Es handelt sich bei der Chiropraktik um eine manuelle (manus
lat. für Hand) Behandlungsform, die sich seit ca. 5000
Jahren bewährt und weiterentwickelt hat.
Dreh- und Angelpunkt der Chiropraktik sind in ihrer Funktion
gestörte Gelenke (insbesondere die der Wirbelsäule)
und ihre Auswirkungen auf das Nervensystem und damit auf
den gesamten Organismus. Chiropraktiker benutzen den Begriff
der Blockade, um die Bewegungseinschränkung eines Gelenkes
zu beschreiben.
Ziel einer chiropraktischen Behandlung ist die Wiederherstellung
der physiologischen Beweglichkeit der Gelenke und damit
ein optimaler Informationsfluss im Organismus. Dem Körper
wird somit geholfen in Balance zukommen und seine Selbstheilungskräfte
zu mobilisieren.

Überprüfung der Beweglichkeit
des ersten Halswirbels bei dem Hannoveraner "Graf"
Weitere Informationen
Lebewesen sind komplexe Organismen. Damit sie koordiniert
funktionieren können werden gute Informationssysteme
benötigt. Das wichtigste ist das Nervensystem. Zu ihm
gehören das Gehirn, das Rückenmark (das im Wirbelkanal
verläuft) und natürlich die Nerven. Zwischen den
einzelnen Wirbel treten Nerven aus, die sowohl zu der Muskulatur,
den Organen und der Haut führen. Ist ein Wirbel-Gelenk
in seiner Funktion eingeschränkt ist, hat dies unweigerlich
Einfluss auf den Informationsfluss.
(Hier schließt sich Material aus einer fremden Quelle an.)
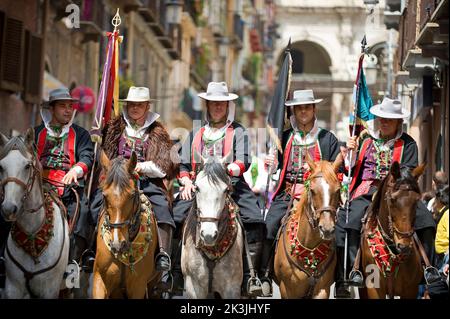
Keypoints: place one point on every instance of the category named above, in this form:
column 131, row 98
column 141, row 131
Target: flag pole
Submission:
column 272, row 146
column 96, row 137
column 349, row 173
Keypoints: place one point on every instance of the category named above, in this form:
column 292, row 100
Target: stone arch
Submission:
column 305, row 55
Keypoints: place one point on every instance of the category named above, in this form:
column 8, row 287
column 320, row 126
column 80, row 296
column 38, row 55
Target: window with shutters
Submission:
column 32, row 68
column 12, row 49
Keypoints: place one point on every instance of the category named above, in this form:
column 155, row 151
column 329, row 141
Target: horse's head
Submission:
column 121, row 199
column 212, row 184
column 401, row 192
column 18, row 171
column 323, row 193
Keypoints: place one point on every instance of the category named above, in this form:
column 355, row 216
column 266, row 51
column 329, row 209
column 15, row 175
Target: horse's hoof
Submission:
column 342, row 292
column 266, row 289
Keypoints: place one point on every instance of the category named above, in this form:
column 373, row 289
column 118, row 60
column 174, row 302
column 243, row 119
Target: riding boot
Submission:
column 251, row 284
column 355, row 277
column 165, row 241
column 266, row 268
column 341, row 289
column 88, row 256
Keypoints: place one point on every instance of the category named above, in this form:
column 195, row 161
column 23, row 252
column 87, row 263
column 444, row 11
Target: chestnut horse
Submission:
column 305, row 256
column 127, row 235
column 388, row 235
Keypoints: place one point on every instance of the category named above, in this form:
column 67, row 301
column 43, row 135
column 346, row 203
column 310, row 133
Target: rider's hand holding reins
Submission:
column 272, row 162
column 189, row 187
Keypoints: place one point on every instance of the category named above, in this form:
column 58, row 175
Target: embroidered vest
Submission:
column 297, row 161
column 127, row 144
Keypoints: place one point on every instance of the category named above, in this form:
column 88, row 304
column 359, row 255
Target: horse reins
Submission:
column 56, row 198
column 313, row 220
column 132, row 221
column 392, row 228
column 27, row 188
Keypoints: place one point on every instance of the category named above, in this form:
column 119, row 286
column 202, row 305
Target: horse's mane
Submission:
column 405, row 178
column 118, row 175
column 327, row 170
column 16, row 143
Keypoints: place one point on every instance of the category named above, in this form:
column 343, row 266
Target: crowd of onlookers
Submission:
column 437, row 204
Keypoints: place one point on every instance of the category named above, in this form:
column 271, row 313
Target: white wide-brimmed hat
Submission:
column 301, row 97
column 217, row 91
column 138, row 94
column 389, row 109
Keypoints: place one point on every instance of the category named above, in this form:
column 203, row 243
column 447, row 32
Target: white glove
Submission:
column 150, row 169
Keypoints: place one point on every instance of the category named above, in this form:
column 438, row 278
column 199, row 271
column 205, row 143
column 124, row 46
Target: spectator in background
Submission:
column 439, row 181
column 439, row 289
column 441, row 217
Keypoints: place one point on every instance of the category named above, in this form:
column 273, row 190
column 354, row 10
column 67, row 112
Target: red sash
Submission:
column 197, row 145
column 396, row 157
column 287, row 153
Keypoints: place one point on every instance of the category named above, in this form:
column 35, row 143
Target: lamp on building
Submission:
column 370, row 68
column 224, row 43
column 174, row 10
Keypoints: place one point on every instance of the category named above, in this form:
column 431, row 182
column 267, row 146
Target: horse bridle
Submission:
column 313, row 220
column 201, row 219
column 26, row 186
column 392, row 228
Dies hat Folgen auf
die entsprechende Muskulatur und Organe, wie auch auf die
spezifischen Hautareale. Die Auswirkungen können leichte
Muskelverspannungen, Schmerzen, Verschleißerscheinungen,
aber auch Störungen innerer Organe sein (z.B. Harntröpfeln,
Herzschmerzen,…). Hier bietet die Chiropraktik
eine ursächliche Lösung an.
Auch die der Chiropraktik verwandten Behandlungsformen,
wie z.B. die Craniosacral-Therapie, die Logan-Basic-Technik
oder die Applied Kinesiology, werden je nach Patient und Erkrankung
von mir angewandt.
Der Begriff der Chiropraktik bis dato nicht in Deutschland
geschützt.
Um aufzuzeigen wie wichtig eine fundierte Ausbildung ist
sei hier erwähnt, dass allein die Wirbelsäule
ca. 200 einzelne Gelenke besitzt. Es leuchtet ein, dass
man nur mit fundierten anatomischen Kenntnissen in der Lage
ist genau an der zu behandelnden Stelle, im richtigen Winkel
mit angemessener Kraft zu arbeiten. Oft reicht schon ein
kurzer, kleiner Impuls aus, der von Außenstehenden
kaum wahrgenommen wird, um die Funktionsfähigkeit des
Gelenkes wiederherzustellen. Dadurch ist die Chiropraktik
eine sehr spezifische und sichere Therapieform. Große
Gewaltakte sind kontrainduziert – Druck erzeugt Gegendruck
– das trifft auch für die Muskulatur (die ca.
80% der Gelenkstabilisation ausmacht!) zu.
Weiter Informationen zur Chiropraktik sind auf den Websites
der Internationalen Veterinary Chiropractic Assosiation
(www.ivca.de) und der American
Veterinary Chiropractic Association (www.animalchiropractic.org)
zu erhalten. Es handelt sich hierbei um die Dachverbände
von Veterinären und Doctors of Chiropractic, die über
ein 6 jähriges Studium der Humanchiropraktik verfügen,
und die eine Fortbildung zum Tierchiropraktiker an einer
anerkannten Schule (z.B. www.backbone-academy.com)
erfolgreich abgeschlossen haben.
Anwendungsgebiete der Chiropraktik sind unter anderem:
- Rückenschmerzen (z.B. Widersetzlichkeit des Pferdes
beim Satteln, Reiten, Stellen…)
- Verspannungen
- Schiefe Haltung
- Asymmetrische Muskulatur
- Unklare Lahmheiten
- Empfindungsstörungen bestimmter Körperbereiche
(z.B. Leckekzeme bei Hunden)
- Ergänzende Behandlung zur Schulmedizin
- …...
Mögliche Ursachen für sog. Blockaden:
- Trauma (z.B. stumpfe Gewalteinwirkung, wie: vor ein Hindernis
rennen, Stürze, Tritte ect.)
- Bewegungseinschränkungen (z.B. aufgrund von Schmerzen,
Zahnprobleme, nicht optimale passende Ausrüstung, Beschlag,
Training)
- …….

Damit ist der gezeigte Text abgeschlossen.